Beyond linking: the challenge and opportunity of citation

Louis Menand's The End Matter, in this week's New Yorker, is one of the funniest articles I've read in years. The lead is priceless:

It is 2:30 a.m. of a Monday, spring semester, 1983. Things are looking extremely good. Forty-eight hours of high-intensity stack work and some inspired typing have produced the thirty-page final paper for Modern European History (Mr. Blague, MW 9-10) that you were supposed to be working on all semester but that an unfortunate dispute involving a car, which, as you have repeatedly pointed out, really wasn't in such good shape when you borrowed it, has prevented you from giving the time and attention you sincerely intended.
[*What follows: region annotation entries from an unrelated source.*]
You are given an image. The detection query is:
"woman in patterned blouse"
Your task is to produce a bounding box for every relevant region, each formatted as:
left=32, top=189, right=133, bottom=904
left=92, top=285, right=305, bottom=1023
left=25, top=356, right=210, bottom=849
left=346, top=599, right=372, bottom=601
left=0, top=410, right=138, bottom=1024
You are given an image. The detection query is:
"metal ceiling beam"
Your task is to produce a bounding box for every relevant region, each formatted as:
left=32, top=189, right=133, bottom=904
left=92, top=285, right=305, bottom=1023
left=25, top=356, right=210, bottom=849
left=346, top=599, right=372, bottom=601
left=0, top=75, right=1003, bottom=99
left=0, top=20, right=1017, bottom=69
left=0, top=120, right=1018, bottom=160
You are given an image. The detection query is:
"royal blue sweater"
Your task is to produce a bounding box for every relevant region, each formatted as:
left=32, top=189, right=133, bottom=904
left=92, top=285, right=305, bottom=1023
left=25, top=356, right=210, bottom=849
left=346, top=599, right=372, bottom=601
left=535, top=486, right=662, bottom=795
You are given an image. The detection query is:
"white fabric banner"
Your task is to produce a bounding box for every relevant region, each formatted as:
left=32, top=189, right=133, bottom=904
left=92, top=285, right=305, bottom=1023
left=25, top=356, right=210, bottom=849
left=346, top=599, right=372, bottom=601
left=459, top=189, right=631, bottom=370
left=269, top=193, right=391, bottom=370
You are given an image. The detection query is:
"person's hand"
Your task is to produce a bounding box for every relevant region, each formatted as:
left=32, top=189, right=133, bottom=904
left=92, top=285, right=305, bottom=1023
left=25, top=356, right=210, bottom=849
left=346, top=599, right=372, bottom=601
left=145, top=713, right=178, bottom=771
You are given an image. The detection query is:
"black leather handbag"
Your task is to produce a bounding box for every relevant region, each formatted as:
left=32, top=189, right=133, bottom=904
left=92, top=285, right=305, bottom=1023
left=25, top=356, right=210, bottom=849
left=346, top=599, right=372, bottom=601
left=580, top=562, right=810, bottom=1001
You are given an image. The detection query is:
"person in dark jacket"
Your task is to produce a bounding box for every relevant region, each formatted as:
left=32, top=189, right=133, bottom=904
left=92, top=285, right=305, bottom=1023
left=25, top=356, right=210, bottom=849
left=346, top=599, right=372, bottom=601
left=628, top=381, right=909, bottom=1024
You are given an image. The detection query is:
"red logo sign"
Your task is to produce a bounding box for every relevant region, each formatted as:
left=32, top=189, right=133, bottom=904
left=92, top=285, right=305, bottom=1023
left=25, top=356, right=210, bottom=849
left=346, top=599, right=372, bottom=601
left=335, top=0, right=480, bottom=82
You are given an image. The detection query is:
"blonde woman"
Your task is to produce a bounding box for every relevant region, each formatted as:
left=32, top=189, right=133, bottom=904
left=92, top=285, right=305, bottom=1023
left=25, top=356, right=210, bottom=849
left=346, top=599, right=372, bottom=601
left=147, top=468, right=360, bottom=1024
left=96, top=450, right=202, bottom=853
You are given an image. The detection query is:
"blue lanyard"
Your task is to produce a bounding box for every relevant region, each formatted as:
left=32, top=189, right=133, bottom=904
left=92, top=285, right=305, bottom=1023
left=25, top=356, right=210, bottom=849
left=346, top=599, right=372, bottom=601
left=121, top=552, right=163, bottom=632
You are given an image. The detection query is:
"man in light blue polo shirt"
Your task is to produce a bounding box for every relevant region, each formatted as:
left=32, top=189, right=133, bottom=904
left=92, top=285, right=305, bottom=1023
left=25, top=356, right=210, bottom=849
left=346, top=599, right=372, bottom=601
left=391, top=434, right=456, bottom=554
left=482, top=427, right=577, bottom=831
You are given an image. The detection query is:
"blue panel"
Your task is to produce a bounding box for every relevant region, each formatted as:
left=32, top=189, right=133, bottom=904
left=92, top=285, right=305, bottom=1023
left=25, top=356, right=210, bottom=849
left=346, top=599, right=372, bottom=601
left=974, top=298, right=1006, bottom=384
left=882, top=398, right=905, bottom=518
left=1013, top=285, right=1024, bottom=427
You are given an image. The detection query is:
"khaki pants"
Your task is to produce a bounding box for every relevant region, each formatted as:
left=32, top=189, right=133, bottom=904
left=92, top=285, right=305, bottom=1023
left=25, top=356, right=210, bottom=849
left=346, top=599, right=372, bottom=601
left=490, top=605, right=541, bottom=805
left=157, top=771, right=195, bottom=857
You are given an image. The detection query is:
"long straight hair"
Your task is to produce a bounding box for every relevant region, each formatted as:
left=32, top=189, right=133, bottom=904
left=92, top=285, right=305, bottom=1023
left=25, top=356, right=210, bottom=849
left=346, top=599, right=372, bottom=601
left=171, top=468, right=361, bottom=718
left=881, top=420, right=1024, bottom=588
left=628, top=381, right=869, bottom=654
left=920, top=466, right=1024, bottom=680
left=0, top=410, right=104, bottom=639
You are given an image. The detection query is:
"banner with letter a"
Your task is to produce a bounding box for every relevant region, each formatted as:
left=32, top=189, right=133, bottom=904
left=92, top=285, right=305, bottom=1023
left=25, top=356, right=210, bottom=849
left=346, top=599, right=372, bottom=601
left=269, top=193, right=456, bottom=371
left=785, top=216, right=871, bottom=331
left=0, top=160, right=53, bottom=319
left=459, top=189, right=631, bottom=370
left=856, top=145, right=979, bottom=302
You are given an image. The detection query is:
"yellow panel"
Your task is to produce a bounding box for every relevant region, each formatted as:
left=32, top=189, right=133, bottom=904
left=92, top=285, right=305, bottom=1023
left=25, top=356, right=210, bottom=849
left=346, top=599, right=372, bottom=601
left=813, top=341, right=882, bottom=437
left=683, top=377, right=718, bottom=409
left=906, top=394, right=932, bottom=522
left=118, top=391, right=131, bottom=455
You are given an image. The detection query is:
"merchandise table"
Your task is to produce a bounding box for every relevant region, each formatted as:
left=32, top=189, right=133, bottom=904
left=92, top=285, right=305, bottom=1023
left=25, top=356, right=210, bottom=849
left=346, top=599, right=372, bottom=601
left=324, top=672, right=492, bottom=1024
[The New Yorker: The Critics: Books: End Matter]
The Chicago Manual of Style and Microsoft Word receive equal attention in this ferocious satire. In this excerpt, they conspire to make citation of web content particularly vexing:
On the aggravating business of citing a Web page, Chicago recommends giving the entire URL, usually in addition to any print data (journal volume number, year, page range, and so on), plus a "descriptive locator" (where to find the quotation on the screen, since electronic editions sometimes do not paginate), plus the date accessed. This can make for a very long note. Here is one of the samples the "Manual" offers, as it would appear if you reproduced it in Word:
Hlatky, M. A., D. Boothroyd, E. Vittinghoff, P. Sharp, and M. A. Whooley. 2002. Quality-of-life and depressive symptoms in postmenopausal women after receiving hormone therapy: Results from the Heart and Estrogen/Progestin Replacement Study (HERS) trial. Journal of the American Medical Association 287, no. 5 (February 6), http://jama.ama-assn.org/issues/v287n5/rfull/joc10108.html#aainfo (accessed January 7, 2002).
Try to prevent Word from doing that blue thing to whatever it recognizes as a hyperlink. There is undoubtedly a way to reset this, but it is deep within the bowels of the machine, guarded by dozens of angry pop-ups.

It's a wonderful piece worth reading in full. And of course there's a serious point behind all the satire. The web came from scholars and is all about sharing knowledge. Citation is the conversational medium in which we do that. Links are powerful tools that we're still learning to use, but citation is about more than just linking. I'm becoming deeply interested in how we can publish fragments that are easy to cite and that, when cited, carry rich context with them. Phil Windley's quote bookmarklet is an example of what can be done. If you are running Mozilla and want to see a markup-preserving variation on that theme, select some text on this page and then click here. For best effect, sweep out a selection that crosses an element boundary, for example everything from "Windley's" through to "an example" in the sentence before the previous one. You should get this complete paragraph, a la Mozilla's right-click View Selection Source feature, plus some metadata.